After this I found an amazing, smaller pediatrician’s office, with just one doctor and a team of really great nurse practitioners that fit more with our vibe.  They listen, they don’t’ mind being questioned and they fit our lifestyle.

Lessons Learned:
·  You are your child’s (or your own) best advocate.  I should have demanded that doctor examine her more closely but I didn’t want to be rude.  Never again.  They can call me names, hate me and talk about me in the break room all day long, but I will not be made to feel inferior for simply asking questions.
·  Question everyone and everything.  I should have triple checked on that antibiotic.  I should have asked the pharmacist and not blindly trusted that doctor.  My gut knew something was off and I didn’t listen.  I should have looked it up myself.  Make fun of “Dr.

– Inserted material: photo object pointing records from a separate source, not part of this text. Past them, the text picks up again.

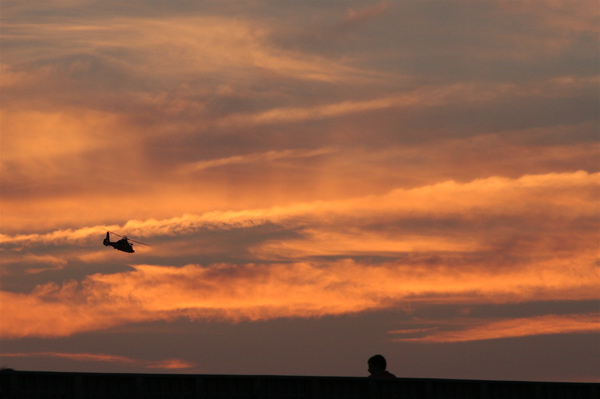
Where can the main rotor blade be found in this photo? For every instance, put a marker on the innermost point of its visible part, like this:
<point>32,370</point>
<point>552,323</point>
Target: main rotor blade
<point>118,235</point>
<point>139,242</point>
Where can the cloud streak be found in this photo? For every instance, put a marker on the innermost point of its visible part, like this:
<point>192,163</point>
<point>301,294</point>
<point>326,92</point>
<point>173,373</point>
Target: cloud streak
<point>167,364</point>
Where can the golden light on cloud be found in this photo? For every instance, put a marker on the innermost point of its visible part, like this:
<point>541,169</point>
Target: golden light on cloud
<point>167,364</point>
<point>297,164</point>
<point>261,292</point>
<point>468,330</point>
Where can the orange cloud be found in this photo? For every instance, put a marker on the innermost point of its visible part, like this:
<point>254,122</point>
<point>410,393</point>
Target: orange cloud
<point>259,292</point>
<point>171,364</point>
<point>475,330</point>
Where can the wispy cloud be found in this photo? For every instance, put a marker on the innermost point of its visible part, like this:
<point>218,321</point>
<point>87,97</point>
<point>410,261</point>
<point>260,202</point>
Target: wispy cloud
<point>167,364</point>
<point>476,330</point>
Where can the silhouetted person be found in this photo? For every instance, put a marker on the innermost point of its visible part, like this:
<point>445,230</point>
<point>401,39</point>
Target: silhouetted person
<point>377,368</point>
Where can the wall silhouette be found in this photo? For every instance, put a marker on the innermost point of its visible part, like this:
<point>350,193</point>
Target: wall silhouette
<point>42,385</point>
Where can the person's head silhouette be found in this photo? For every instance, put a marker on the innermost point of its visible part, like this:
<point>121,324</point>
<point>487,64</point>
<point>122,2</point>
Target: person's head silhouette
<point>377,367</point>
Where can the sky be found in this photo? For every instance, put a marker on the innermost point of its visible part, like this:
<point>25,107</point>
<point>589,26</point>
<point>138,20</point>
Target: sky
<point>319,182</point>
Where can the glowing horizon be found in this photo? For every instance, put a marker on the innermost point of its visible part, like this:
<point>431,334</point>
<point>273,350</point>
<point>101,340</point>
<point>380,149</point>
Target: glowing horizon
<point>320,180</point>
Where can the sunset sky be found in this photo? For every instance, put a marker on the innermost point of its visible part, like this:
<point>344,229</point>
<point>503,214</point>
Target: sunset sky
<point>319,181</point>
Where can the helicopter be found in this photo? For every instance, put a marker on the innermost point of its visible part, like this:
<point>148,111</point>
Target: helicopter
<point>122,244</point>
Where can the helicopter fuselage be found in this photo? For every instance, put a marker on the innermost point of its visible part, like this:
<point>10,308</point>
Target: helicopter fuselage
<point>122,244</point>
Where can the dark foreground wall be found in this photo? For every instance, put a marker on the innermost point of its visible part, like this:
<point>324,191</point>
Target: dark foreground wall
<point>51,385</point>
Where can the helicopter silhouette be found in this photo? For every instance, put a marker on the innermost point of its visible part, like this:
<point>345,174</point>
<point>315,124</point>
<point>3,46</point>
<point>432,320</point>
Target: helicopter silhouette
<point>123,244</point>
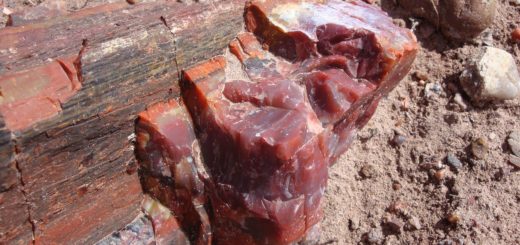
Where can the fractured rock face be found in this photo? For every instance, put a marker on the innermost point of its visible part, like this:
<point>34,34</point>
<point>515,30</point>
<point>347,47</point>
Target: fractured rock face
<point>492,75</point>
<point>170,168</point>
<point>273,114</point>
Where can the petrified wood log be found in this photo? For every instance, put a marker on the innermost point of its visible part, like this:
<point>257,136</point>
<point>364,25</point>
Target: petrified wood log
<point>275,112</point>
<point>71,88</point>
<point>170,166</point>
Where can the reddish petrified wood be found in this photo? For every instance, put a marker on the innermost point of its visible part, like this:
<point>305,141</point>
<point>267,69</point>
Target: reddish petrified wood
<point>270,123</point>
<point>71,159</point>
<point>170,166</point>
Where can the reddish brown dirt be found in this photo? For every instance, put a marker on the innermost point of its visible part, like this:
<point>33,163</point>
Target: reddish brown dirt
<point>376,186</point>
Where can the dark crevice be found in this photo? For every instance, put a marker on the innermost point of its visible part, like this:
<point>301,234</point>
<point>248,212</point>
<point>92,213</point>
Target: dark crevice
<point>24,193</point>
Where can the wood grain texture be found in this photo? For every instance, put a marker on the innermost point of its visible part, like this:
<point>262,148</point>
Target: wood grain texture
<point>77,164</point>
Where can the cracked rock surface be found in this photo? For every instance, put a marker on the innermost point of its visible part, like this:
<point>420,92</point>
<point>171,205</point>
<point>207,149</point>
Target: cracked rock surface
<point>273,113</point>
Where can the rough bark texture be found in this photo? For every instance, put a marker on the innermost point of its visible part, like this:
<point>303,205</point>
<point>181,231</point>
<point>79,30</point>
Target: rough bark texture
<point>274,112</point>
<point>71,89</point>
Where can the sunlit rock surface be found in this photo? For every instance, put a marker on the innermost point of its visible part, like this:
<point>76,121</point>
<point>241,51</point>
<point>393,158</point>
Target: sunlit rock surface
<point>273,113</point>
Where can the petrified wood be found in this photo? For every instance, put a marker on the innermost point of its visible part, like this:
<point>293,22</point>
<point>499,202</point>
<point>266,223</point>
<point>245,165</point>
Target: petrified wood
<point>274,112</point>
<point>71,89</point>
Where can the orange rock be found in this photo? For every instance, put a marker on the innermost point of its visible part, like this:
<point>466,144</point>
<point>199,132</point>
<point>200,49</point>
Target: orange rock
<point>36,94</point>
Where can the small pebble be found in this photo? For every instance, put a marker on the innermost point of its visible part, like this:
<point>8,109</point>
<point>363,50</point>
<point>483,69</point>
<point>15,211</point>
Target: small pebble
<point>515,161</point>
<point>422,75</point>
<point>394,225</point>
<point>399,22</point>
<point>453,161</point>
<point>460,101</point>
<point>396,186</point>
<point>479,148</point>
<point>368,171</point>
<point>491,75</point>
<point>451,119</point>
<point>353,223</point>
<point>431,89</point>
<point>374,236</point>
<point>414,223</point>
<point>515,35</point>
<point>398,207</point>
<point>398,140</point>
<point>514,142</point>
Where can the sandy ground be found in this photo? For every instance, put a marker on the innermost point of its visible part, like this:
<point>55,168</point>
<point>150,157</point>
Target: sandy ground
<point>407,194</point>
<point>381,193</point>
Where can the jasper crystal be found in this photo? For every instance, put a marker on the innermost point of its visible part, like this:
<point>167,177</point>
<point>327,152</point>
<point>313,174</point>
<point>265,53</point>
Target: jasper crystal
<point>275,112</point>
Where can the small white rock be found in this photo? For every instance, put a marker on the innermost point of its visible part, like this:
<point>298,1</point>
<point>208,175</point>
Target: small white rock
<point>493,75</point>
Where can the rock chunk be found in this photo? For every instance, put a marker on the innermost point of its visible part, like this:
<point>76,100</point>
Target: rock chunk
<point>514,142</point>
<point>271,116</point>
<point>492,75</point>
<point>457,19</point>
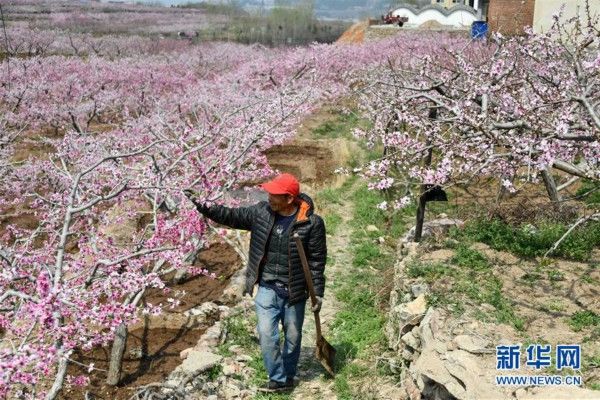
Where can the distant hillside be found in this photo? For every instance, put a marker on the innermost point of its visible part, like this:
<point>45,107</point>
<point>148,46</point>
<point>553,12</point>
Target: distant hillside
<point>328,9</point>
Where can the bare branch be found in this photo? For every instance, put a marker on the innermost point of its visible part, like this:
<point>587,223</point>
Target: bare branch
<point>580,221</point>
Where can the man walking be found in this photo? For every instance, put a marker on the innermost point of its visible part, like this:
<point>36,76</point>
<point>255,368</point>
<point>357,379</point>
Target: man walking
<point>274,264</point>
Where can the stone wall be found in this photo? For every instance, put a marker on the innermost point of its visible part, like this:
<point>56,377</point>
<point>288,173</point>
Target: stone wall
<point>510,17</point>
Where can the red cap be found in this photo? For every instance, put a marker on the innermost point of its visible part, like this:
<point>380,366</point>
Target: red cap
<point>283,184</point>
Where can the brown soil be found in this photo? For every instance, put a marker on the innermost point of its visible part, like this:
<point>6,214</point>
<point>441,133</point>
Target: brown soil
<point>354,34</point>
<point>309,162</point>
<point>151,354</point>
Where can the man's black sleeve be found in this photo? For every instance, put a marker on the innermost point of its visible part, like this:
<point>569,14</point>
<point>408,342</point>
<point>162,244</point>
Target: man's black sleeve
<point>317,255</point>
<point>236,218</point>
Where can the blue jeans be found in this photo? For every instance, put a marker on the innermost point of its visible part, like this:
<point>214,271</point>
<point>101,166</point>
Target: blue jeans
<point>270,310</point>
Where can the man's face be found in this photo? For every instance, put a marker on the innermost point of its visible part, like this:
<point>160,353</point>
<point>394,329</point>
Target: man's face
<point>280,202</point>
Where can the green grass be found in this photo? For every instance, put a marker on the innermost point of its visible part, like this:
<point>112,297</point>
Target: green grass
<point>430,272</point>
<point>584,319</point>
<point>470,277</point>
<point>471,259</point>
<point>341,125</point>
<point>358,327</point>
<point>589,192</point>
<point>531,241</point>
<point>332,223</point>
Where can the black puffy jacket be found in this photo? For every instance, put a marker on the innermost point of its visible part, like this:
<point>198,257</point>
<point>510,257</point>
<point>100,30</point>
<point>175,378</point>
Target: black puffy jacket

Google” all you want, but in this case it could have spared us a terrible fright
·  Not all doctors are created equally and they certainly don’t know everything about everything. 
·  Some doctors have been bought.  This may sound like a conspiracy theory to you, but how it is that I know not to vaccinate my child when sick but this doctor was recommending it.  Hell, the vaccine inserts themselves tell you not to do this. It’s common sense.  When your immune system is already compromised, you don’t challenge it further my introducing additional crap.  This alone made me realize they make money on vaccines, sometimes at the expense of your child.  Why else would she offer it is such a used car-salesman kind of way?  I understand doctor’s offices are a business and they need to make money, but for the love of all things holy shouldn’t patient care come first?  Don’t they take an oath about that? ( I see you vaccine enthusiasts rolling your eyes now.  I'm not anti-vaccine by the way.  I'm pro-safety.  Safety first.  That's what Viv said in Pretty Woman and I take all my parenting advice from actresses ;) )  
·  Doctors work for YOU.  Period.  End of story. 
  • Please note:  I don't believe all doctors are bad.  In fact, some of them are down right amazing and doing the hardest work on the planet, like working with/for kids with horrible illnesses.  They are swell in my eyes. 



So this is my story of how I came to fully embrace our current lifestyle.  I don’t run to the doctor at the first sign of illness.  I work to support the immune system, boost wellness through nutrition and apply some common sense.  Don’t get me wrong, I’ve taken my sick kid to the doctor since this first incident.  Even just a few months ago I took Ellis in for a collection of weird symptoms she was experiencing.  The difference now is I am a PARTNER with our health care provider.   I tell them what’s going on, how I’ve been addressing it and they listen to me.  They really listen.  And more often than not, they agree with my approach.  THIS is the kind of health well care I want. 

You may not have reached your tipping point yet.  But when you do, let me know.  I love, love, love, helping people navigate their entry into these waters.  I had a few people help me along the way, still do.  I don’t know it all but I’m willing to learn alongside you.  I promise it’s not as intimidating as it appears.  I’m not that smart.  But what I lack in smarts I make for in common sense.  This stuff is easy y’all.  Like learning to cook, just have to learn what to use and when.  You can do it, too.